«Мне не нравится твой Лос-Аламос, его железные ворота, часовые и засекреченные здания. В тот вечер, когда мы вместе с Дэвидом сидели в гостях у Улановых, ты и другие вспоминали о Лос-Аламосе времен войны, рассказывали о волнующих и увлекательных событиях, и это было удивительно хорошо. Потом пошли рассказы и о другом: о воде и прачечных, о ссорах из-за пустяков, об опустошительных набегах на Санта-Фе, и это было удивительно забавно. В те дни Лос-Аламос мог быть — и наверное был — городом свершений. И ни его непроницаемые, уродливые здания, ни железные ворота, ни часовые не могут испортить прелесть тех мест. Ночью — той ночью, когда мы с тобой гуляли по краю плато на незасекреченной стороне, город как бы слился с этой чудесной землей, и нам казалось, что мы идем по цветущему лугу, беспредельному, как сама жизнь. А потом мы наткнулись на ограду и часовой осветил нас фонарем. Стоит ли у тебя еще букетик водосбора, который мы с тобой тогда нарвали? Не надо держать его в комнате долго — нежные цветы умирают быстро… И все-таки мне не хочется, чтобы ты его выбрасывал. Ах, милый!
Но любые места, где живешь ты, будут иметь для меня свою прелесть. Пока я не побывала в Лос-Аламосе, я никогда не думала о нем отдельно от тебя. А теперь думаю, потому что меня тревожит, как тебе живется там без меня. Знаешь, никогда еще я не испытывала такого почти физического ощущения горя, как во время мучительного ожидания на вокзале в Нью-Йорке в тот день, когда началась война.
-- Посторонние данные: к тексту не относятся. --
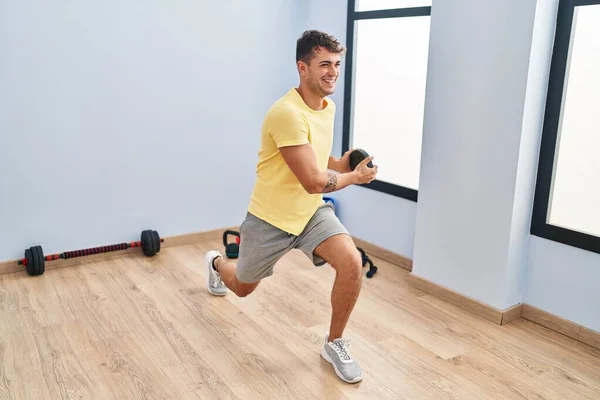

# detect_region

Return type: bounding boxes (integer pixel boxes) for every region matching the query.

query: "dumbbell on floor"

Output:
[357,247,377,278]
[18,230,165,276]
[223,230,240,258]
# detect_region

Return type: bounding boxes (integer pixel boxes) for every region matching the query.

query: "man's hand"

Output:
[351,156,378,185]
[328,149,354,173]
[279,144,377,194]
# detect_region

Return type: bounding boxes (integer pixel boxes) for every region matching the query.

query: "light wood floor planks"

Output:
[0,241,600,400]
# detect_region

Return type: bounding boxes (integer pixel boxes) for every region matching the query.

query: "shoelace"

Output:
[333,339,352,361]
[213,272,223,287]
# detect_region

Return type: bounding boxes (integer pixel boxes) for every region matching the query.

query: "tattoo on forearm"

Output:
[323,172,337,193]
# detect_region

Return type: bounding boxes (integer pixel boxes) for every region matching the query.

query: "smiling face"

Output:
[298,47,341,97]
[296,30,346,98]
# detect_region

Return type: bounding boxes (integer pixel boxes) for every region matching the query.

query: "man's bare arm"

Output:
[279,144,377,194]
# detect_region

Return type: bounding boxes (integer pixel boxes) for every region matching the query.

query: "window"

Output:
[531,0,600,253]
[342,0,431,201]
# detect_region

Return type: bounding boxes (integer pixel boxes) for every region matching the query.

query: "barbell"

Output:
[18,229,165,276]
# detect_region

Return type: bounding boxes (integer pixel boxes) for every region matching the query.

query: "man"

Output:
[206,31,377,383]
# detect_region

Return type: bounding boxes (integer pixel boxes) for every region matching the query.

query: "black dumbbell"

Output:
[18,230,165,276]
[223,230,240,258]
[350,149,373,171]
[357,247,377,278]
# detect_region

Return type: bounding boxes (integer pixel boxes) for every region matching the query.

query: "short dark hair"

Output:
[296,30,346,64]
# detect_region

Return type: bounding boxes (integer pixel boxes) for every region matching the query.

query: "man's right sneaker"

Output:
[204,250,229,296]
[321,334,363,383]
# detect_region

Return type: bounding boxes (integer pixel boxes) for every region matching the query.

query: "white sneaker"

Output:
[321,333,363,383]
[204,250,229,296]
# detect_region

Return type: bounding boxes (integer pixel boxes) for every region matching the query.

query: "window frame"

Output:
[342,0,431,202]
[530,0,600,254]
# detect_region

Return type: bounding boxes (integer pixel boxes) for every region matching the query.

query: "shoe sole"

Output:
[321,347,363,383]
[204,255,227,296]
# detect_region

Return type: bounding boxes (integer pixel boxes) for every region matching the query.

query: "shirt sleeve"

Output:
[267,106,310,148]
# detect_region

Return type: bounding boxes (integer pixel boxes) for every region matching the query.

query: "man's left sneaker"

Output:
[321,334,363,383]
[204,250,229,296]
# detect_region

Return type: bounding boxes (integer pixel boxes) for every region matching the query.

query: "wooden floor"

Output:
[0,241,600,400]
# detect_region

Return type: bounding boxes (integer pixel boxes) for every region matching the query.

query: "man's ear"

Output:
[296,61,308,75]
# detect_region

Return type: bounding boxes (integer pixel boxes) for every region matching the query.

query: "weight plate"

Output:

Но если бы я даже знала, что стоит мне сказать одно слово, — и ты останешься, я бы все равно его не сказала. Как ни остра была боль расставания, я видела словно сквозь дымку, но все же достаточно ясно, — ты знаешь, что делаешь, хотя и не говоришь об этом, и тебе необходимо ехать, а я против этой необходимости бессильна. Тогда я еще не знала, что за город Чикаго, или Джорджтаун, город-сад, город твоего детства, рай среди прерий, но я чувствовала: то, что ты едешь в Лос-Аламос, — хорошо для тебя или, по крайней мере, не так уж дурно.
Но в ту минуту, когда мы, спеша к поезду в Лэйми, выезжали из Лос-Аламоса через эти проклятые ворота, я поняла, что тебе нельзя оставаться здесь. Есть в этом городе что-то очень неправильное. Он как будто создан для людей, отрекшихся от самих себя, — как монастырь. Но монахи готовы на самоотречение во имя господа бога, которого они восхваляют, которому поклоняются и посвящают всю жизнь. Я знаю, ты гордишься своим делом, его удачей и тем, что вы первые добились результатов, опередив других. Это чувствовалось в твоих письмах из Лос-Аламоса во время войны, хотя в них ты умалчивал о своей работе, и в разговорах на вечере у Улановых, когда вы вспоминали прошлое. Но разве не странно, что ни один из вас не говорил о будущем, если не считать того, что все высказывали желание уехать и заняться самостоятельной работой? Ведь не было среди вас человека, который не желал бы этого. А во всем, что было сказано о настоящем, чувствовалось какое-то смущение, виноватость и тревога.
Луис, любимый мой, во имя чего ты обрек себя на затворничество в этом Лос-Аламосе? Кому или чему вы служите нескончаемые обедни в неприступных, как крепость, зданиях, на которые, кстати, никто не совершает нападений? Если смертельная угроза уже миновала, зачем же ученый прячется или позволяет прятать себя за семью замками? Зачем существует Лос-Аламос теперь, через девять месяцев после войны?